13 March, 2012

Running the flats

The footwear.
I pulled up rather stiff after my initial tide chasing beach run. Different muscles had been asked to go harder where they had not gone before. But today with my eye on the tide chart I sneeked in another run on the mud/sand flats.

I surprized myself. I had to take pain killers before I went out  which should not have been a good omen, right? Getting out of bed was hard enough.

My 'style' was terrible and it was much harder to put one foot in front of the other. But despite that I ran farther in my intervals than I had done previously. At this rate I should be able to reach the river mouth and get back without having to stop for breath....sooner rather than later.

The running cohort
That's the great thing about running: it is so easy to measure 'progress' as distance never lies.

En route back I ran the sandy beach rather than the tidal flats. Dry sand in classic gold. Narrow pathway (such as it is) among uprooted mangroves and Sheoaks. Between seagrass mounds. Zig Zagging between tree roots and stumps. Fording the stream that drains one end of the swamp lagoon.

I suspect I may be onto something -- something at once thrilling, ambient, at one with the bigness of it all, and challenging. 

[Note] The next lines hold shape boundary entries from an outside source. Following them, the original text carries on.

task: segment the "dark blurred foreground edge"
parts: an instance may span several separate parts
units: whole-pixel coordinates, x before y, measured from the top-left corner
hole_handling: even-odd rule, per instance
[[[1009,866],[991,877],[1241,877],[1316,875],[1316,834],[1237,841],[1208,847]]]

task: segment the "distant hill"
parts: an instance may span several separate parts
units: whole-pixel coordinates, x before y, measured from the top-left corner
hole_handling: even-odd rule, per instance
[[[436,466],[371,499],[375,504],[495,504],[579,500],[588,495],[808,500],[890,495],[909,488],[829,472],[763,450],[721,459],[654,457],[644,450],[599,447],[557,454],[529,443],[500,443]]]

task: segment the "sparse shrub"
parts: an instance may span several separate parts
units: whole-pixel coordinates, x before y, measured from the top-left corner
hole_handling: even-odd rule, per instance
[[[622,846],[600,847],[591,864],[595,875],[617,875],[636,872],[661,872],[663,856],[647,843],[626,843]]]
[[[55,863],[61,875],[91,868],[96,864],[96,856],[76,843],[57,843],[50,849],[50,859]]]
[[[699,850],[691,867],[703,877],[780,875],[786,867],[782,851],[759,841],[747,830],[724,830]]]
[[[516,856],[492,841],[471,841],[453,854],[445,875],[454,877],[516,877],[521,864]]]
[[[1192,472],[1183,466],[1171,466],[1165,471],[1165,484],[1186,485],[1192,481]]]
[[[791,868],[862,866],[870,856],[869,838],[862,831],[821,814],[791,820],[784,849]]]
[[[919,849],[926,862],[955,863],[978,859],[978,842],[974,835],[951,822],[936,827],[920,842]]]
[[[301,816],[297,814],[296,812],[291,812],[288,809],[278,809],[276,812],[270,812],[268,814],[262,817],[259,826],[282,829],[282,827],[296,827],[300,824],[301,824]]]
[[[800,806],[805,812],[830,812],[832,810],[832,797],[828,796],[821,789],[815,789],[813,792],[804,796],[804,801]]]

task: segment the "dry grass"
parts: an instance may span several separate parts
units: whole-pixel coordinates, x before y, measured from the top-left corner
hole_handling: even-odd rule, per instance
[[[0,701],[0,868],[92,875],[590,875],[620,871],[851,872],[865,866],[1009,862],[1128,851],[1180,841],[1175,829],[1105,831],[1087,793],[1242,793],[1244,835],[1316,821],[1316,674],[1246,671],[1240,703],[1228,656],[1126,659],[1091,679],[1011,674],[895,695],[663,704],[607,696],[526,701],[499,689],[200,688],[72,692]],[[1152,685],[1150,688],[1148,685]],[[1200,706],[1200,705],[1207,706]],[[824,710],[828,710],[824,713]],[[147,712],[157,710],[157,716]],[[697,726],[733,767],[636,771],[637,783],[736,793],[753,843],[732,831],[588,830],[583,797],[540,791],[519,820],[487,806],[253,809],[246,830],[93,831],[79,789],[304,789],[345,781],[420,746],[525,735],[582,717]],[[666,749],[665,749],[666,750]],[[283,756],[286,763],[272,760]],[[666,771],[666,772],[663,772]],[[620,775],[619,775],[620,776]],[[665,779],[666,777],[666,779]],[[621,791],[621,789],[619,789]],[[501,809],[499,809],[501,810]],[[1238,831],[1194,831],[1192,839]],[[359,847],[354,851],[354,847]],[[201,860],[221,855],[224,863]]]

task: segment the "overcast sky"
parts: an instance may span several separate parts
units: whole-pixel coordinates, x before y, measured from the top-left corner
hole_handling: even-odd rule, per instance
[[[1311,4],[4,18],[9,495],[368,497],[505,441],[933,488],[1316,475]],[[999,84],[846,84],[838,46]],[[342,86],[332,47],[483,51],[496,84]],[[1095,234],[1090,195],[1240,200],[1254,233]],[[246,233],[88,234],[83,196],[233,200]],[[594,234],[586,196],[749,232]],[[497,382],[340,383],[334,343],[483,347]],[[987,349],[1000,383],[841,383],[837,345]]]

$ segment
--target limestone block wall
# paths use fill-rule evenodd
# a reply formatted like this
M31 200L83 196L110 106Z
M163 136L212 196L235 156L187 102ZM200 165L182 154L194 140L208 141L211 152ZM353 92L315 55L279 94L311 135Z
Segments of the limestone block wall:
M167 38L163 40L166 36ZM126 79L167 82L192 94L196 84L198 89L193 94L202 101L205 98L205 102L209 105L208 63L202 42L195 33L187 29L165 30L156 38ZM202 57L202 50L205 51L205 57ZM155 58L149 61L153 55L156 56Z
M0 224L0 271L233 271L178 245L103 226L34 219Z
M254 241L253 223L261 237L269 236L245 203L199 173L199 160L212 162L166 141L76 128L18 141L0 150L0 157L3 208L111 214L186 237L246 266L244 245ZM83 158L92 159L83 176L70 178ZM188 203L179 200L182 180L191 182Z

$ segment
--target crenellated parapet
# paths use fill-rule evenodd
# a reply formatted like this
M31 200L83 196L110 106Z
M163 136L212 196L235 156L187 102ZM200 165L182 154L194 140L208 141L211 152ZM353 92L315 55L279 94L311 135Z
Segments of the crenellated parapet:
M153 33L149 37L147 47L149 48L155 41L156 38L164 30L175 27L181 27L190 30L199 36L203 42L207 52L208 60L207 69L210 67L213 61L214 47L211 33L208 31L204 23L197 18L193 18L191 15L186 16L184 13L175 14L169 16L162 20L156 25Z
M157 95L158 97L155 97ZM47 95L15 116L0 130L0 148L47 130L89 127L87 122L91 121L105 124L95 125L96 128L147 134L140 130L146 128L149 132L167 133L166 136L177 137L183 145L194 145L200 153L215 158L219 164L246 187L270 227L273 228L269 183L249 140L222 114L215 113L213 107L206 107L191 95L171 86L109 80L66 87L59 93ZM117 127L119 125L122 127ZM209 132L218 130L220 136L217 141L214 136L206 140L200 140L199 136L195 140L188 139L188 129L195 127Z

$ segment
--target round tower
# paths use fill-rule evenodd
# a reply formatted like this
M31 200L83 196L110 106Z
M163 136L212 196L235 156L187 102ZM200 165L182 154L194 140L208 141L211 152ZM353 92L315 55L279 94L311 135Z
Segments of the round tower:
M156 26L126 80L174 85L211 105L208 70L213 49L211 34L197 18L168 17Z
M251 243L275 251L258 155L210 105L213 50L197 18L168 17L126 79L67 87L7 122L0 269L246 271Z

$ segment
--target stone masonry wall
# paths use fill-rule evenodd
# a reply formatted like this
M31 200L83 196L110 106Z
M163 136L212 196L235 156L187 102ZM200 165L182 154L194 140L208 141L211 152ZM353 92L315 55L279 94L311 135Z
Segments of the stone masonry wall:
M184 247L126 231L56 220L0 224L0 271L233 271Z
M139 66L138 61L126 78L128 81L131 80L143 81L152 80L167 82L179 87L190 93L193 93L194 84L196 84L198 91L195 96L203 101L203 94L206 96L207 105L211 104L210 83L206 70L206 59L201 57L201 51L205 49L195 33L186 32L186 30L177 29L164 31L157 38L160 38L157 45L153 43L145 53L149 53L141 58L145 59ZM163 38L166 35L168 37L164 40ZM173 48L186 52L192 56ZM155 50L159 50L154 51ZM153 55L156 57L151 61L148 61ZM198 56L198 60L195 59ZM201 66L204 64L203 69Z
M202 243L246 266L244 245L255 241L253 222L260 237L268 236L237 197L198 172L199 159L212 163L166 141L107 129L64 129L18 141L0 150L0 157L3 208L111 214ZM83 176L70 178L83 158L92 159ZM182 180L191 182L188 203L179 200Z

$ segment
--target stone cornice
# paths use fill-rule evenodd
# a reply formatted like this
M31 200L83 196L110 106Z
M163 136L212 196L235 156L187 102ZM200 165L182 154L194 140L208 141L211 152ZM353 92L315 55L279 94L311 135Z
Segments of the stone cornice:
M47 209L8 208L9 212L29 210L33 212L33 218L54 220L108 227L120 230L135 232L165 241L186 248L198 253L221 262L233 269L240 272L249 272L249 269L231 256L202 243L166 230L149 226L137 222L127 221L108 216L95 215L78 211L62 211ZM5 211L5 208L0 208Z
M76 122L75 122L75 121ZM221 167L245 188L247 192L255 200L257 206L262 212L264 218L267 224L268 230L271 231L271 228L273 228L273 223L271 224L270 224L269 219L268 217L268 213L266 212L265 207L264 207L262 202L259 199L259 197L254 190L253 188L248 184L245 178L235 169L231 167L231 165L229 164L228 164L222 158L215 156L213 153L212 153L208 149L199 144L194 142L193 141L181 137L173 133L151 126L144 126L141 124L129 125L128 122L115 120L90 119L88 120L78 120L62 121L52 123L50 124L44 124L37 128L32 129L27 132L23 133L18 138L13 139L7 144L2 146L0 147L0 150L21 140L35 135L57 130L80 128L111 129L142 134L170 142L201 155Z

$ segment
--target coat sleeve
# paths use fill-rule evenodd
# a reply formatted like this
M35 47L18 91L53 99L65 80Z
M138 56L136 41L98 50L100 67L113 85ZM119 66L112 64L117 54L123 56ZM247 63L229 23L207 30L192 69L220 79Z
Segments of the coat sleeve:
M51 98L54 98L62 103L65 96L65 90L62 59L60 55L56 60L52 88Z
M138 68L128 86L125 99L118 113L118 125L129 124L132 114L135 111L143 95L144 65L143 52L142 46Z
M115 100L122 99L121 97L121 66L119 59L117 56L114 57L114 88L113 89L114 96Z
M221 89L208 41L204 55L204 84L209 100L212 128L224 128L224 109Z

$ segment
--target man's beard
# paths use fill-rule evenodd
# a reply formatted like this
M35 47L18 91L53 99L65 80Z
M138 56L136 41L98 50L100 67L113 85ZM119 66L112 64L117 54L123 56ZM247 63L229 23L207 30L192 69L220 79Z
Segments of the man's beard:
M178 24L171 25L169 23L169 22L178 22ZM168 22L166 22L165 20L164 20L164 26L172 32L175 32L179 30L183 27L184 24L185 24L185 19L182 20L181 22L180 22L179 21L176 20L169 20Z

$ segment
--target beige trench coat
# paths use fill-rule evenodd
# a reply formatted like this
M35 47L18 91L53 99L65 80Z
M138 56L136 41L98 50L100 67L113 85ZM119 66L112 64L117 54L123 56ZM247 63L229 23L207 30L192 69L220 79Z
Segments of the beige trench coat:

I can henceforth talk about the sand at my feet as an ongoing metaphor. 

But then, I needed the tootsie hardware to enable me: my sandals -- my $19 (from Anaconda) sandals . Of which I bought another three pairs yesterday. My feets are covered. They can now get wet and sand encrusted without crippling the wearer. These sandals seem to have a slim flexible aluminium plate embedded in the sole which keeps the sharp shells at bay.

And the are light with toggle tighteners /no laces.

Maybe it's going to take a few months to get up to speed... and groove to it. On the tidal flats there are no paths; the terrain keeps changing with the level of the tide, impact of the currents and the shift of sand. Yesterday's wade may be deep water today. A few minutes here and there day to day can make a surface difference as the tide shifts There are no above ground markers to chart by -- no lamp posts or street corners.

For variation the undulations in the damp sand will change according to wave pattern...

Once I've mastered my stretch to the river mouth and back (2-3 km) I can begin to head north and go as far on the tidal flats as the seagrass beds at Godwin Beach. That's about a 15 + km round trip. I'd be doing the kickbike thing but on sand and on foot -- 'out to sea' as it were, rather than on land/on asphalt.

It also struck me that if I can sustain myself running like this I could get a local gathering together of folk keen to run the tidal flats on a weekly basis: the Tidal Flat Runners -- social meet up at low tide on Sundays.

And maybe an annual 'fun run'? Who else runs the flats?

In Pomona they run the mountain, we'd be flat earth.


 Thrilling, ambient, at one with the bigness of it all, and challenging. 
Complaint: I have one dog, the smaller of the two, who prefers the land to the sea and sneaks off at every opportunity if I don't remind him to stay with the pack. He prefers the sniffs and urinations on offer among grasses and bushes; and protests at being sentenced to the flat salty terrain of the sand flats and water crossings. He is a saboteur and is being dealt with  as humanely as possible. The other dog is a certified limpet and runs at my heels.